Maryori in Cuyo Grande, Pisac

Gabriel Barreto Bentín

Kinsa Cocha lake in Pisac

Gabriel Barreto Bentín

“That's Maryori in Cuyo Grande. One day, she was deciding if she would do her English homework or go take care of her mother's cuys (guinea pigs)—they raised 400 cuys in her home, so she would have to go and feed them, check on them. She had this confused face of, What should I do? Should I do my homework or feed my cuys? That moment was just too perfect, I think it's captured in her expression, that decision-making moment of, I'm trying to decide what to do with my life but, sure, take a portrait.”

Machu Picchu, Cusco

Gabriel Barreto Bentín

Evelyn and her daughter in Choquepata, Oropesa

Gabriel Barreto Bentín

“This is Evelyn. She's the cover of the book. This photo was taken at her niece's birthday party, but I think it's nicer to talk about when I went back [to see her] a couple of months ago. I visited some of these communities and gave the book to some of the people that I had photographed. Evelyn was super confused, like, What are you doing here? It had been three years and a pandemic since I last saw her. 

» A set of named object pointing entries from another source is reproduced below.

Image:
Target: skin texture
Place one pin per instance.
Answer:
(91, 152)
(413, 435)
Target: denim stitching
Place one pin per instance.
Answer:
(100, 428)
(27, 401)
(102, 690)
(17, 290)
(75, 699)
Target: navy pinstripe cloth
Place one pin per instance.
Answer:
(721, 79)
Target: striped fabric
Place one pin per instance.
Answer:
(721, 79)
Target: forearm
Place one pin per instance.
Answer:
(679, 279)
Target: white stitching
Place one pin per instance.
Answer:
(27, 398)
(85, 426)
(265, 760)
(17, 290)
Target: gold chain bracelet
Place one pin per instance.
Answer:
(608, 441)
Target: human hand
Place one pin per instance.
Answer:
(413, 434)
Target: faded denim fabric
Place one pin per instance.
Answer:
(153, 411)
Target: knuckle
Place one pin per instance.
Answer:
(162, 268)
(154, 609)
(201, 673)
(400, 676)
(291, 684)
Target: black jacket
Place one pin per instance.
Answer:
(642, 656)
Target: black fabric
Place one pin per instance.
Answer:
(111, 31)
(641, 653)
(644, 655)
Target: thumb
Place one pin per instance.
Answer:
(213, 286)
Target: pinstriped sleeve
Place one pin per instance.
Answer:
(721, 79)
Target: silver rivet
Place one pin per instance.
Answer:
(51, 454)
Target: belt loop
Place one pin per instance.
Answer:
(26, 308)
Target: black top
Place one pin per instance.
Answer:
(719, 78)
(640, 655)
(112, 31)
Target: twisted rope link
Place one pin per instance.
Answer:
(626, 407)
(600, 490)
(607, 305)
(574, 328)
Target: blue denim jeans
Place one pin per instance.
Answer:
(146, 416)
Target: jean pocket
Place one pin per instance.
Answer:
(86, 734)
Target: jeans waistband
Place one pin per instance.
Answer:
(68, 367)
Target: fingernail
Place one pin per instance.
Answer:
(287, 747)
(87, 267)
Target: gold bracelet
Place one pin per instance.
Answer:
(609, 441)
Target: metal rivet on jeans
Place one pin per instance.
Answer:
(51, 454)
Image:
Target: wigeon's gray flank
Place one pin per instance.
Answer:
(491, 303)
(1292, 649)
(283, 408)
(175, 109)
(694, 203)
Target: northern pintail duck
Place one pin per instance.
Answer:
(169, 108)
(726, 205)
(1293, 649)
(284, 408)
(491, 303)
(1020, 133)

We had some beer, some Andean cheese with her family, and then in the middle of the conversation I took out the book. [She had] the face of excitement and pure euphoria—she was astonished by the fact that she was on the cover of a book. She said something really beautiful, which I'm never going to forget, because for me the book is about demystifying and trying to understand on a deeper level what [Andean] culture is about. She said, “You have no idea how much it's going to mean for me and for my daughter to be able to look at this book and pass through the pages, and to see [ourselves] represented in such a warm and dignifying way.” [She said it] was going to impact how her daughter saw herself. 

I had this debate internally [about including Machu Picchu in the book] because the photo of Machu Picchu is the definition of the romanticization of the Andes. But while I think it's important for me to decontextualize the people and who they are from where they are, you can't deny how every single person that lives in the region has been impacted by the boom in tourism across Machu Picchu. I think it would have been a lie to talk about the Andes and the region of Cusco, and not show where a lot of these changes, in a way, come from.”